Bevy Smith : Quoi ? Vous ne pensiez pas avoir bien fait ?
Mary J. Blige : Je fondais. La première fois que nous l’avons vu, nous étions à Sundance, n’est-ce pas ?
Bevy Smith : Oui, je m’en souviens. J’étais là-bas à Sundance et tu as dîné dans ce chalet et il neigeait.
Mary J. Blige : Oh, merde. Tu étais là. Merde, Bev. Soyez partout.
Bevy Smith : Je suis partout. Je suis dans ces rues, Mary. Tu n’es pas la seule fille aux mouches.
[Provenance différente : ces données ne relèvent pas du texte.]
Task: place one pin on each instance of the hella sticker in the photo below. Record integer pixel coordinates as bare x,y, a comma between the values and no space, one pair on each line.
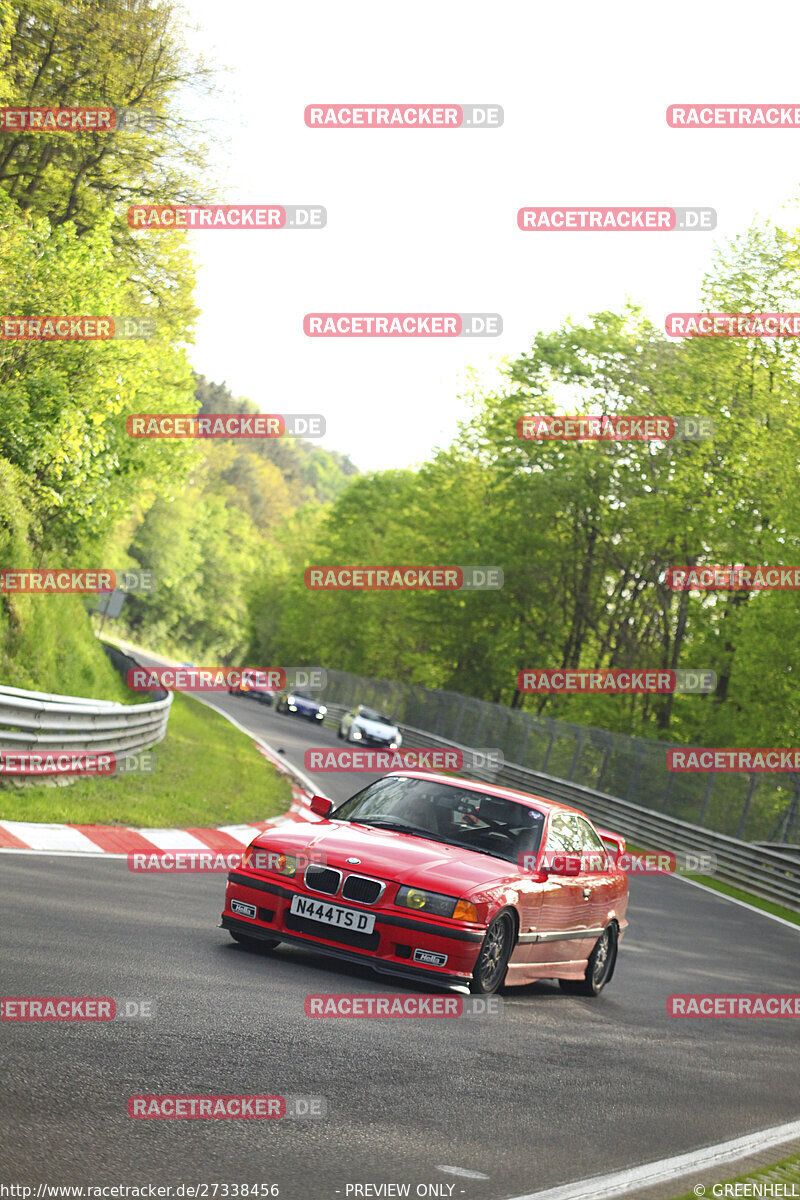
431,958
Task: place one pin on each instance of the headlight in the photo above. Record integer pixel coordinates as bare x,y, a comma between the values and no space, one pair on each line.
260,859
431,901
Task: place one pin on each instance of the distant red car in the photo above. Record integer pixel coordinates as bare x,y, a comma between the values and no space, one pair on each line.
421,876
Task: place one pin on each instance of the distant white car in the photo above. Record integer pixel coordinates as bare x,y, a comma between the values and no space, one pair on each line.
362,724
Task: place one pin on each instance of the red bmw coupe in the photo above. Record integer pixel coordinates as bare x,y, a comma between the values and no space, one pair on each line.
452,881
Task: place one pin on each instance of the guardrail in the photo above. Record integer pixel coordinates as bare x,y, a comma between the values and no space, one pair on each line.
773,874
31,720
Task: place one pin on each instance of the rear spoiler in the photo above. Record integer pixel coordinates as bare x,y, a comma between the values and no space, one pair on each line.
617,841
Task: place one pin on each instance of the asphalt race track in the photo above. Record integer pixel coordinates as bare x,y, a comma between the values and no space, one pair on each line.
555,1090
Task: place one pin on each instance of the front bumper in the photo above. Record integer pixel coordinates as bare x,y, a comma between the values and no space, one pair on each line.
388,949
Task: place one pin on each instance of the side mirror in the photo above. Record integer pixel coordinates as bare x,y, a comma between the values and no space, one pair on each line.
320,805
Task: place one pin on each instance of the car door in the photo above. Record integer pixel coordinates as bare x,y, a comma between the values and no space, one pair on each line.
565,924
597,879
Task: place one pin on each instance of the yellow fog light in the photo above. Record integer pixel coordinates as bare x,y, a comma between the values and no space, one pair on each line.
284,864
465,911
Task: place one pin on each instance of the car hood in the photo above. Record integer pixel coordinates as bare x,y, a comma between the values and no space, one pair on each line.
376,729
391,856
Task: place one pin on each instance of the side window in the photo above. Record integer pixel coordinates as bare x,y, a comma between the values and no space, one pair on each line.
590,840
563,837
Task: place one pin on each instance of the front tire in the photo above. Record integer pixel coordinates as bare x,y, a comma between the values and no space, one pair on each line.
493,959
600,967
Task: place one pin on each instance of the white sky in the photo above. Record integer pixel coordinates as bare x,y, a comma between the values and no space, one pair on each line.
425,221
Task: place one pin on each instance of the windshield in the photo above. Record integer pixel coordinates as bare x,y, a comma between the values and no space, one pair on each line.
370,714
488,825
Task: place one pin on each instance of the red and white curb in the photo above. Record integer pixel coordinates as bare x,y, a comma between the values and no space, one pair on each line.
118,841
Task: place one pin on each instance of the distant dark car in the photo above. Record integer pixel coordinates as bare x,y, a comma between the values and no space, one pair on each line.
301,705
248,685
Mary J. Blige : Donc, nous étions au cinéma et je regardais le film et tout ce que je pouvais voir c’est : « Oh, je vais si mal. J’ai l’air tellement mal ». Vous savez, ils m’ont fait ressembler à Florence. Florence était foutue, non ? Florence était à qui Mary J. Blige ressemble vraiment, vous savez, sans toute cette merde.
Bevy Smith : Belle femme, mais elle a traversé certaines choses.
Mary J. Blige : C’est vrai, mais j’étais tellement incertaine quant à mon jeu d’acteur. J’essayais de parler de tout et je me disais : « Oh ouais, regarde-toi. Te voilà, untel. Te voilà, untel », et je me sentais juste mal, vraiment mal, et puis quand le film s’est terminé, ils l’ont ovationné, et puis quand nous sommes sortis, j’ai pensé qu’ils allaient être partout, soit Jason, soit j’ai oublié le nom de la petite fille, l’autre actrice, l’actrice principale, et ils étaient partout autour de moi, et je me suis dit : « Qu’est-ce que putain ? J’ai eu la chair de poule en pensant à quel point ce fut un choc. Les gens disaient : « Oh mon Dieu ». Et j’ai dit : « D’accord, peut-être que j’ai besoin d’y croire parce que ces gens voient quelque chose que je ne sais pas vraiment. »
Bevy Smith : Et ce sont des gens qui savent jouer.
Mary J. Blige : C’est vrai, donc c’était époustouflant. C’était une leçon d’humilité et c’était instructif.